You are viewing a plain text version of this content. The canonical link for it is here.
Posted to commits@airflow.apache.org by "andreyolv (via GitHub)" <gi...@apache.org> on 2024/02/22 14:42:51 UTC

[I] Policies do not run at the startup of each worker [airflow]

andreyolv opened a new issue, #37621:
URL: https://github.com/apache/airflow/issues/37621

   ### Description
   
   Policies do not run at the startup of each worker, only in dag processor.
   
   ### Use case/motivation
   
   I'm using some policies for dags and tasks and I noticed that the policies are executed continuously by the dagprocessor and ok that makes sense, but it is also executed in the workers when each task starts. (using KubernesExecutor)
   
   Why do they run on workers? Is there any way for policies not to run on workers, by configuration?
   
   We use airflow with each project in its namespace, and if any of the policies need extra permissions in kubernetes, we can just link it to the dag processor. However, if the task is executed in each namespace, we will need to have these permissions in each namespace and this may end up complicating the use of policies in addition to the project image needing specific dependencies to run the policies.
   
   
   ### Related issues
   
   I didn't find
   
   ### Are you willing to submit a PR?
   
   - [ ] Yes I am willing to submit a PR!
   
   ### Code of Conduct
   
   - [X] I agree to follow this project's [Code of Conduct](https://github.com/apache/airflow/blob/main/CODE_OF_CONDUCT.md)
   


-- 
This is an automated message from the Apache Git Service.
To respond to the message, please log on to GitHub and use the
URL above to go to the specific comment.

To unsubscribe, e-mail: commits-unsubscribe@airflow.apache.org.apache.org

For queries about this service, please contact Infrastructure at:
users@infra.apache.org


Re: [I] Policies do not run at the startup of each worker [airflow]
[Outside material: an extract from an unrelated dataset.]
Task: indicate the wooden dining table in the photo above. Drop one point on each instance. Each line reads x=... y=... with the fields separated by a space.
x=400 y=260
Posted by "potiuk (via GitHub)" <gi...@apache.org>.
potiuk commented on issue #37621:
URL: https://github.com/apache/airflow/issues/37621#issuecomment-1967929973

   Policies need to be run everywhere when task is parsed - because they potentially modify task instance. Ths is intended and the way how it could vary per execution is nicely explained by @SamWheating. Converting to a discussion if needed


-- 
This is an automated message from the Apache Git Service.
To respond to the message, please log on to GitHub and use the
URL above to go to the specific comment.

To unsubscribe, e-mail: commits-unsubscribe@airflow.apache.org

For queries about this service, please contact Infrastructure at:
users@infra.apache.org


Re: [I] Policies do not run at the startup of each worker [airflow]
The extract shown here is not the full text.